此(こ)の曲は祇(た)だ応(まさ)に天上に有るべし

[この音曲は天上にある音楽のはずだ]

 

人間能得幾回聞

人間(じんかん)に能(よ)く幾回(いくかい)か聞くを得ん

[俗世間では何度も耳にすることはできぬ]

 

 

■注目点

言いたい事に注目。

この詩は音楽を讃えている。大都市成都の街に響き亙る琴の音と笛の音。その音は人間界の音楽ではなく、天上界の音楽であるとし、清々しく妙なる音楽を讃える。

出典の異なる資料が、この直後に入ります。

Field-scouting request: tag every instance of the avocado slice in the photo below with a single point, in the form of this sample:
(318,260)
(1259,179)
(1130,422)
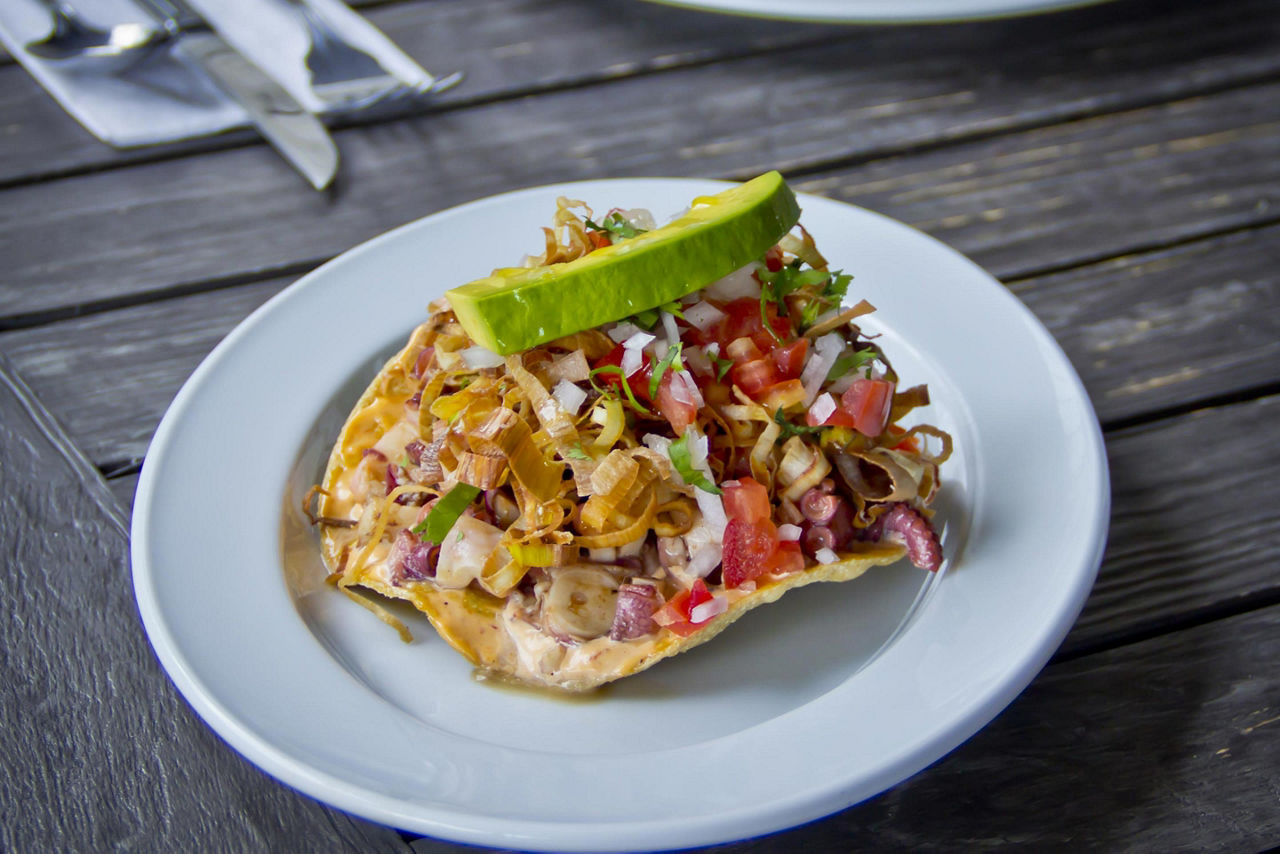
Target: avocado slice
(519,307)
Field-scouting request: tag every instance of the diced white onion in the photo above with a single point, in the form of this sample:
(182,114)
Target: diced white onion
(736,284)
(568,396)
(703,315)
(657,442)
(632,359)
(841,384)
(823,357)
(478,357)
(822,409)
(698,448)
(668,325)
(634,547)
(705,558)
(789,533)
(712,510)
(639,341)
(703,612)
(622,332)
(639,218)
(696,360)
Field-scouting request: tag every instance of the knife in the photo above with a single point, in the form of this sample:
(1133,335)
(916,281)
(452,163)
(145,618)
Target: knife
(286,124)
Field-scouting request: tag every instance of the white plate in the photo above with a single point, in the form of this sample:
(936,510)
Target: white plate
(821,700)
(881,10)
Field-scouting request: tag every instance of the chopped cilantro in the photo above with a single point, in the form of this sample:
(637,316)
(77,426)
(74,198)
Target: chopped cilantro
(615,225)
(853,361)
(440,519)
(790,429)
(682,460)
(622,383)
(670,360)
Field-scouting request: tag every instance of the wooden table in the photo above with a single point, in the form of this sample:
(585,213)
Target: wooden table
(1118,167)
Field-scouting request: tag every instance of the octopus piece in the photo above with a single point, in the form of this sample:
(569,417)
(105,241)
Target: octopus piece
(906,526)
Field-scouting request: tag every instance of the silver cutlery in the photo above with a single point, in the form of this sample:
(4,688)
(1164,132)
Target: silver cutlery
(346,77)
(284,123)
(73,39)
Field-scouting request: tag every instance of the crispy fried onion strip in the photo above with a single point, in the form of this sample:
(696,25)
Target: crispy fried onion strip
(384,514)
(557,423)
(762,452)
(638,528)
(675,519)
(507,435)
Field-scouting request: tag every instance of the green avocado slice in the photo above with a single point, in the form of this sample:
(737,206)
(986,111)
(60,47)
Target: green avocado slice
(519,307)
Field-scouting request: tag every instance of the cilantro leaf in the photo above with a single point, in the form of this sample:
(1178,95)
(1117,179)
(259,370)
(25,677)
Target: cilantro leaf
(647,319)
(722,366)
(853,361)
(682,460)
(670,360)
(440,519)
(615,225)
(790,429)
(622,383)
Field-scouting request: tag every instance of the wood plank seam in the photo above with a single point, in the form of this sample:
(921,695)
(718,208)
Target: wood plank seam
(88,474)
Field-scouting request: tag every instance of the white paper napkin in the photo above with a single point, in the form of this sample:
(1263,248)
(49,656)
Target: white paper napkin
(161,99)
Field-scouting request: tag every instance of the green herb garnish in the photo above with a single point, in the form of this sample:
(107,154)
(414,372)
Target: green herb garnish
(615,225)
(722,366)
(440,519)
(790,429)
(682,460)
(625,384)
(853,361)
(670,360)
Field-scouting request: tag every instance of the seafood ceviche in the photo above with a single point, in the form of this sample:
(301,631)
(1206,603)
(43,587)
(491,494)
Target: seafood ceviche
(581,508)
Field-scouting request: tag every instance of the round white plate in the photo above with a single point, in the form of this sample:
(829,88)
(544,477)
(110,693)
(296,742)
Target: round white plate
(821,700)
(881,10)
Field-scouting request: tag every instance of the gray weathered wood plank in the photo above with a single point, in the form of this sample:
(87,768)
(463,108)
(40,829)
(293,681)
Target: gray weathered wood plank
(1146,332)
(100,750)
(504,48)
(1192,706)
(1166,745)
(942,81)
(1018,204)
(1193,523)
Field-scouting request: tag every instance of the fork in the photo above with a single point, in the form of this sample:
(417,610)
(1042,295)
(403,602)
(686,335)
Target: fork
(346,77)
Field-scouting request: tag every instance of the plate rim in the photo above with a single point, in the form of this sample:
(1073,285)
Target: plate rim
(878,12)
(800,808)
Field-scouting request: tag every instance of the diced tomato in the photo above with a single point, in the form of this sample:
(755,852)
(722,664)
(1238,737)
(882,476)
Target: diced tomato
(746,499)
(746,549)
(753,377)
(782,394)
(638,379)
(675,613)
(677,411)
(743,350)
(868,402)
(743,319)
(790,357)
(787,558)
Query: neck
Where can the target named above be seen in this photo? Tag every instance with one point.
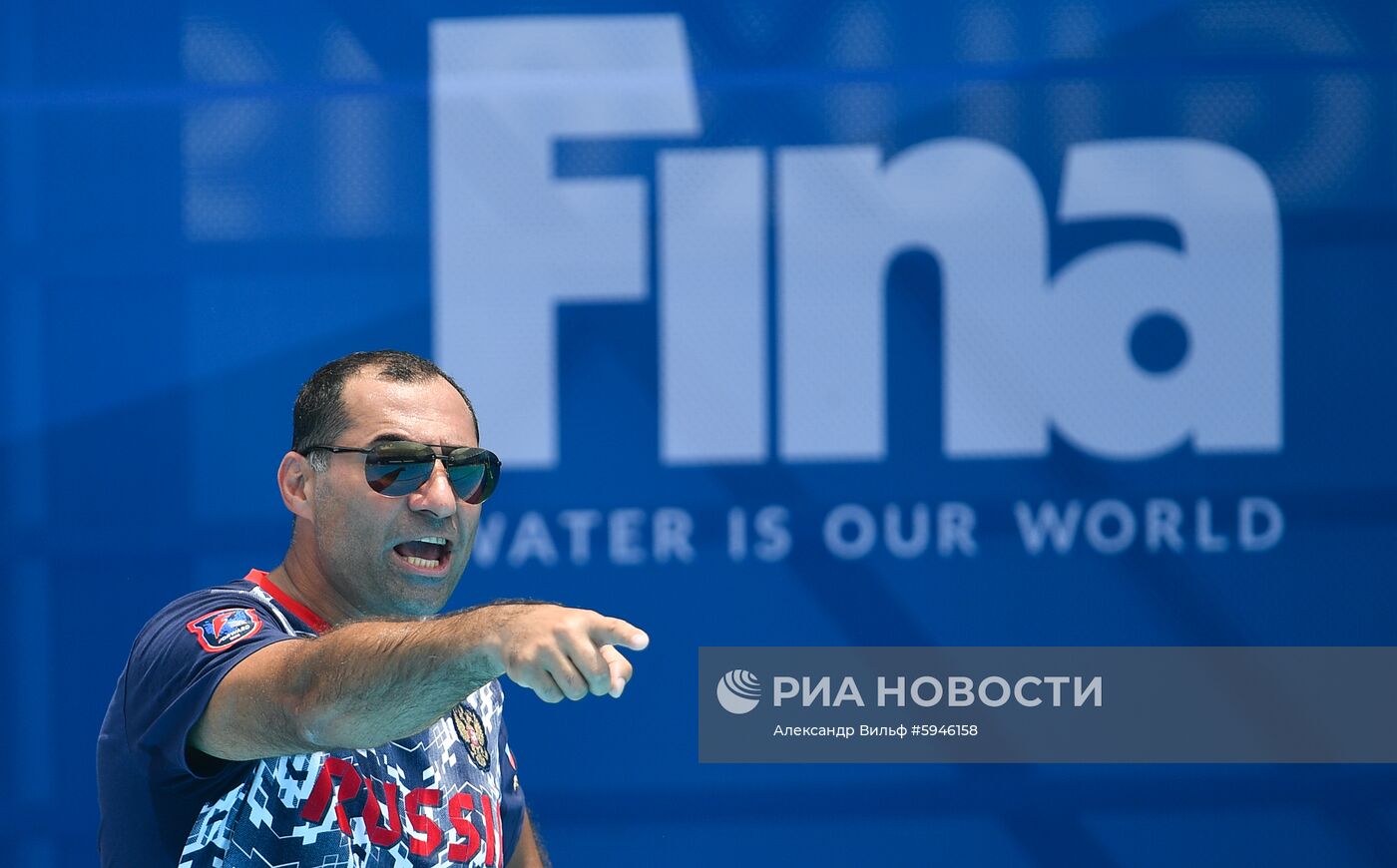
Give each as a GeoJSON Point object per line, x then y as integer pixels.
{"type": "Point", "coordinates": [300, 578]}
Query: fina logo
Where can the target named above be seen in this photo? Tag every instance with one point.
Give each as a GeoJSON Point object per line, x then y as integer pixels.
{"type": "Point", "coordinates": [739, 692]}
{"type": "Point", "coordinates": [1026, 352]}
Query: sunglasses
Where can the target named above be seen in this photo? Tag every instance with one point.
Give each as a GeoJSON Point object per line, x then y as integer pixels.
{"type": "Point", "coordinates": [400, 467]}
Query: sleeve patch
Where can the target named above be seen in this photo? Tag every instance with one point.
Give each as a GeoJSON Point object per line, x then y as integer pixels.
{"type": "Point", "coordinates": [221, 630]}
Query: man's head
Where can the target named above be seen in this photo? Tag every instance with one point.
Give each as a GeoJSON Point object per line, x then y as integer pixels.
{"type": "Point", "coordinates": [320, 415]}
{"type": "Point", "coordinates": [356, 553]}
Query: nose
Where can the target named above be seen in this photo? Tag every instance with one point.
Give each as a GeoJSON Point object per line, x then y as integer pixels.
{"type": "Point", "coordinates": [436, 497]}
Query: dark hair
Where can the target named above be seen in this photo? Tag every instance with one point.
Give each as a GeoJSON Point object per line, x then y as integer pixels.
{"type": "Point", "coordinates": [320, 414]}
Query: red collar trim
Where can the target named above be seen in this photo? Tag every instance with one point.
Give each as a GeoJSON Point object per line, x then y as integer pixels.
{"type": "Point", "coordinates": [264, 582]}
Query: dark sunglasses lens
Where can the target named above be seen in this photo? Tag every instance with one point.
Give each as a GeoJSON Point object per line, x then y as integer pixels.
{"type": "Point", "coordinates": [398, 469]}
{"type": "Point", "coordinates": [474, 473]}
{"type": "Point", "coordinates": [467, 481]}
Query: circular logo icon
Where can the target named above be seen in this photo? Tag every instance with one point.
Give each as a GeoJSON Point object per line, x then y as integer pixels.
{"type": "Point", "coordinates": [739, 690]}
{"type": "Point", "coordinates": [472, 732]}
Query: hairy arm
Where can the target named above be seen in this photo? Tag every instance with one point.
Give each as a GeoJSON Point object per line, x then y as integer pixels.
{"type": "Point", "coordinates": [530, 851]}
{"type": "Point", "coordinates": [370, 682]}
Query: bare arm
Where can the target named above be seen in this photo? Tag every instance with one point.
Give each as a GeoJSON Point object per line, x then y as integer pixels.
{"type": "Point", "coordinates": [528, 853]}
{"type": "Point", "coordinates": [374, 680]}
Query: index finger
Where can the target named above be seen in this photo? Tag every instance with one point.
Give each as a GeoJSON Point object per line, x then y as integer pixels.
{"type": "Point", "coordinates": [614, 631]}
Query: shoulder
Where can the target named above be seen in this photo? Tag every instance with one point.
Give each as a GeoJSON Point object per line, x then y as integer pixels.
{"type": "Point", "coordinates": [213, 621]}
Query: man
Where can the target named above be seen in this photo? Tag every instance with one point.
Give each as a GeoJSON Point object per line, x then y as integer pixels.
{"type": "Point", "coordinates": [320, 714]}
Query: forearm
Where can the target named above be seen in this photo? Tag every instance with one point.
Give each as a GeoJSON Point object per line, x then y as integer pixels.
{"type": "Point", "coordinates": [376, 680]}
{"type": "Point", "coordinates": [370, 682]}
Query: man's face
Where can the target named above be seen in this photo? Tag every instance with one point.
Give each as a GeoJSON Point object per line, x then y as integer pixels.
{"type": "Point", "coordinates": [360, 534]}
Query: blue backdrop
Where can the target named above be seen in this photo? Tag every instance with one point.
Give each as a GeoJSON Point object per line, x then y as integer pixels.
{"type": "Point", "coordinates": [793, 323]}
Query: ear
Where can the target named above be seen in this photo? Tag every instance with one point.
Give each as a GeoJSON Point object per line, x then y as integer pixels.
{"type": "Point", "coordinates": [296, 480]}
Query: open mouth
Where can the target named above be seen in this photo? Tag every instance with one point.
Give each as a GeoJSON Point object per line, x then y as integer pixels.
{"type": "Point", "coordinates": [426, 554]}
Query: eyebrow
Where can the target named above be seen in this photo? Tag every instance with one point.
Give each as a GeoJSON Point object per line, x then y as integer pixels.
{"type": "Point", "coordinates": [395, 436]}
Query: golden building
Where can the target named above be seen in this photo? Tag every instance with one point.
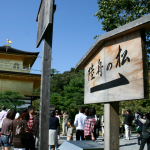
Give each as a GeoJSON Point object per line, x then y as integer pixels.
{"type": "Point", "coordinates": [15, 66]}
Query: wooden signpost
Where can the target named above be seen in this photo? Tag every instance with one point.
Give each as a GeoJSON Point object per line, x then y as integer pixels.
{"type": "Point", "coordinates": [116, 70]}
{"type": "Point", "coordinates": [45, 31]}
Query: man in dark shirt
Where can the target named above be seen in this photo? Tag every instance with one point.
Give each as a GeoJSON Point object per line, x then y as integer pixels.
{"type": "Point", "coordinates": [53, 128]}
{"type": "Point", "coordinates": [128, 123]}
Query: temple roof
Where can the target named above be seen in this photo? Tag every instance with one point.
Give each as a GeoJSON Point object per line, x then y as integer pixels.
{"type": "Point", "coordinates": [30, 57]}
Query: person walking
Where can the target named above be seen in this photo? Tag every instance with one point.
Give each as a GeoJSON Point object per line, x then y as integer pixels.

こんな詩を猛将の花卿に贈る意図はどこにある。花卿を励ますのか。讃えるのか。否。この詩は花卿の為に作ったのではなく、できあがったこれを贈ったに過ぎないのか。贈る相手は誰でもよかったのだが、たまたま花卿であったのか。

或いは猛将花卿を天上界の音楽に準え、こんな大人物は人間界で見ることはできない。

この詩を花卿に贈った作者杜甫の意図。よくは分からぬ。